O argumento do livro segue tão bem a lógica da necessidade do equilíbrio que os prefaciadores são os ex-presidentes Fernando Henrique e Lula, que tanto competiram eleitoralmente. Se dois adversários podem concordar com o valor da compatibilização de posições diferentes, é porque chegou a hora de o país exigir do próximo governo temperança, parcimônia e muito diálogo. Fora desse esquadro, caminharemos para um novo século independente sem aprender com os fracassos mais recentes da nossa história.
Álibis políticos da corrupção
O destino político do Brasil tem sido hipocritamente decidido pelo retorno cíclico da suposta honestidade de alguns contra a suposta corrupção de outros. Em havido, até, governantes eleitos na presunção autoproclamada de que são honestos, de uma imaculada honestidade que salvará o país da suposta roubalheira dos demais. Corrupto é sempre o outro. Temos até corruptos bentos. Ninguém explica, porém, que corrupção é essa nem que honestidade é essa. E políticos provavelmente íntegros e melhores têm deixado de ser candidatos e até de ser eleitos porque não conseguem provar e convencer que não são desonestos. Coisas de um país do avesso.

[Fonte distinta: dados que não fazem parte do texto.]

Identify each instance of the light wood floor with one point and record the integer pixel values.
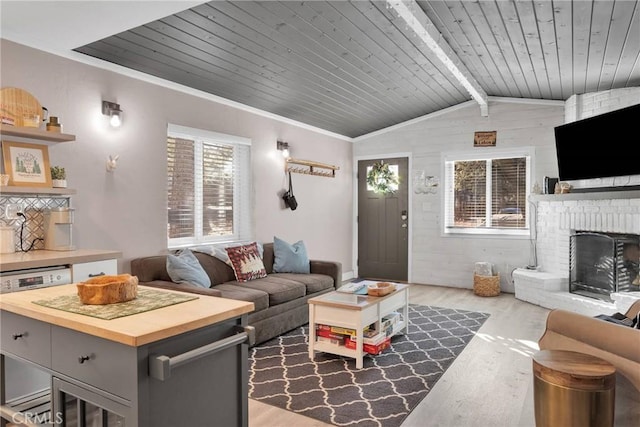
(490, 384)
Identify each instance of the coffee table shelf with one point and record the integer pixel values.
(355, 312)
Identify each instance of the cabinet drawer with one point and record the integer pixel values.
(26, 338)
(107, 365)
(86, 270)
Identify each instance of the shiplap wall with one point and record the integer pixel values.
(450, 261)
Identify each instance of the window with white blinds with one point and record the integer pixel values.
(487, 193)
(208, 187)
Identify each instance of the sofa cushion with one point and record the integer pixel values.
(259, 298)
(290, 258)
(185, 268)
(246, 262)
(279, 289)
(219, 250)
(313, 282)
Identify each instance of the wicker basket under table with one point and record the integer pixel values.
(486, 286)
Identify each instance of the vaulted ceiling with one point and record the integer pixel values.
(354, 67)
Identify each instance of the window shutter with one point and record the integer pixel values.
(181, 196)
(209, 187)
(486, 194)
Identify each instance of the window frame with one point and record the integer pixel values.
(242, 223)
(448, 191)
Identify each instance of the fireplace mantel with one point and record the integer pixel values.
(596, 195)
(556, 217)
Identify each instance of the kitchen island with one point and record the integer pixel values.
(182, 364)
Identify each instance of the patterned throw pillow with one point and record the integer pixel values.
(246, 262)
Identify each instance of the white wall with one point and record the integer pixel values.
(126, 210)
(446, 260)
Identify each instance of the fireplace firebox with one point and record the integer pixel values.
(603, 263)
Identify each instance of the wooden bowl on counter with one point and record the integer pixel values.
(380, 289)
(108, 289)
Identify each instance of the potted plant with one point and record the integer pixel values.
(58, 177)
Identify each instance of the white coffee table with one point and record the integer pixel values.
(355, 312)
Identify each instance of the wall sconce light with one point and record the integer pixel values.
(112, 110)
(284, 147)
(425, 184)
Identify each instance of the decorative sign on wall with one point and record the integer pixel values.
(485, 139)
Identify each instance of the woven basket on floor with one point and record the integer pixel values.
(486, 286)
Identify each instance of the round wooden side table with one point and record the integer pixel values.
(573, 389)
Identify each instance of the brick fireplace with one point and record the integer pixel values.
(558, 217)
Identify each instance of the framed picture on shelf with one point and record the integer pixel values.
(26, 164)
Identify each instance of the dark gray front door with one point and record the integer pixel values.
(383, 225)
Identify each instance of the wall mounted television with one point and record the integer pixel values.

Para entender esse país anômalo, cada vez mais rico e mais pobre ao mesmo tempo, cujas irracionalidades econômicas, sociais e políticas são produzidas, apoiadas e estimuladas pelo próprio governo, é preciso compreender sua estranha e persistente formação.
Sua base histórica é o município. Desde os primeiros anos da Conquista, tornou-se ele a base da estrutura política brasileira e fundamento da superestrutura da administração pública, mesmo quando ela se desdobrou nos poderes das províncias, dos estados e da nação. Criou uma cultura política.
No início, o rei, isto é, o Estado, que nada tinha, concedia terras de seu domínio e privilégios à pequena casta dos “homens bons”, os puros de sangue e de fé, sua qualidade. Eles tinham a obrigação de cristianizar o gentio em troca de seu trabalho, os chamados índios administrados. Em troca de nada obtinham trabalho criador de riqueza.
O serviço da Conquista era remunerado com o direito de saquear os nativos e a natureza, tudo juridicamente regulamentado. Saquear o outro, os sem qualidade social, e ter a terra era um direito de conquista, legitimado simbolicamente pelo rei em troca de tributos porque tinha ele, da terra, o senhorio.
A acumulação de bens originários dessa situação alterou as condições sociais, econômicas e políticas da formação brasileira. Deu origem ao nosso subcapitalismo, que nunca chega a ser capitalismo propriamente dito.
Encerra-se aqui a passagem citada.